Kate Lowry, eine ehemalige Vizepräsidentin bei Insight Partners, hat am 30. Dezember im Bezirk San Mateo County, Kalifornien, eine Klage gegen die Risikokapitalgesellschaft eingereicht. Sie wirft dem Unternehmen Diskriminierung aufgrund von Behinderung, Diskriminierung aufgrund des Geschlechts und unrechtmäßige Kündigung vor. Die von TechCrunch eingesehene Klage behauptet, dass Lowry während ihrer Amtszeit im Unternehmen, die 2022 begann, ein feindliches Arbeitsumfeld und unfaire Behandlung erfahren habe.
Lowry erklärte, dass sie die Klage eingeleitet habe, um ein ihrer Meinung nach systemisches Problem innerhalb der Risikokapitalbranche anzufechten. "Zu viele mächtige, wohlhabende Leute im Risikokapital tun so, als ob es in Ordnung wäre, das Gesetz zu brechen und ihre Angestellten systematisch zu unterbezahlen und zu misshandeln", sagte Lowry gegenüber TechCrunch. "Es ist ein unterdrückerisches System, das breitere gesellschaftliche Trends widerspiegelt, die Angst, Einschüchterung und Macht nutzen, um die Wahrheit zum Schweigen zu bringen und zu isolieren. Ich versuche, das zu ändern."
Die Klage führt aus, dass sich Lowrys ursprüngliche Vorgesetztenzuordnung von dem unterschied, was während ihres Einstellungsprozesses besprochen wurde. Laut der Klage forderte ihre neue Vorgesetzte, ebenfalls eine Frau, angeblich ständige Verfügbarkeit und verlangte, dass sie täglich zwischen 6 und 23 Uhr online und erreichbar sei, selbst während bezahlter Freizeit, an Feiertagen und Wochenenden.

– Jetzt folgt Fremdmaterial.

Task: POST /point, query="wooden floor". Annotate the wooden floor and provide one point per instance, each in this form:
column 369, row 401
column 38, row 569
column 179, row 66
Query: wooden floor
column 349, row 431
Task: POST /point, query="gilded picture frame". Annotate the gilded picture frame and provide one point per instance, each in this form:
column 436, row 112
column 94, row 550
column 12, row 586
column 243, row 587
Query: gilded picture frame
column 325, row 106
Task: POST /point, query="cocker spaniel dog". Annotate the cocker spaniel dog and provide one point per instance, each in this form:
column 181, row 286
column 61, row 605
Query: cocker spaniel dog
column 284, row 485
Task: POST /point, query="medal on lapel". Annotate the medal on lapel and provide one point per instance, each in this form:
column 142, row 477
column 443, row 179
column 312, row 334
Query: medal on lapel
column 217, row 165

Diese Erwartung ständiger Konnektivität, so die Klage, habe ein unhaltbares und diskriminierendes Arbeitsumfeld geschaffen.
Vor ihrem Eintritt bei Insight Partners war Lowry unter anderem bei Meta, McKinsey Company und einem Startup-Unternehmen in der Frühphase tätig. Insight Partners, eine globale Risikokapital- und Private-Equity-Gesellschaft, konzentriert sich auf Investitionen in wachstumsstarke Technologie-, Software- und Internetunternehmen. Das Unternehmen hat Unternehmen in verschiedenen Sektoren unterstützt und Kapital und operative Unterstützung bereitgestellt, um ihre Geschäftstätigkeit zu skalieren.
Die Klage wirft Fragen zur Work-Life-Balance und zur Behandlung von Mitarbeitern in der Hochdruck-Risikokapitalbranche auf. Die Forderung nach ständiger Verfügbarkeit, die oft durch mobile Geräte und Remote-Work-Tools ermöglicht wird, ist in vielen Sektoren zu einem Streitpunkt geworden, insbesondere in solchen, die eine intensive Interaktion mit Kunden oder eine rege Geschäftstätigkeit erfordern. Die Klage könnte möglicherweise Auswirkungen auf die Industriestandards in Bezug auf die Erwartungen an die Mitarbeiter und die Durchsetzung von Arbeitsgesetzen innerhalb von Risikokapitalgesellschaften haben.
Insight Partners reagierte nicht sofort auf die Anfrage von TechCrunch nach einer Stellungnahme. Der Fall ist derzeit vor dem San Mateo County Superior Court anhängig, und die nächsten Schritte werden Gerichtsverfahren umfassen, einschließlich der Offenlegung von Beweismitteln und potenzieller Vergleichsverhandlungen. Der Ausgang des Rechtsstreits könnte einen Präzedenzfall für künftige Arbeitsstreitigkeiten im Risikokapitalsektor schaffen.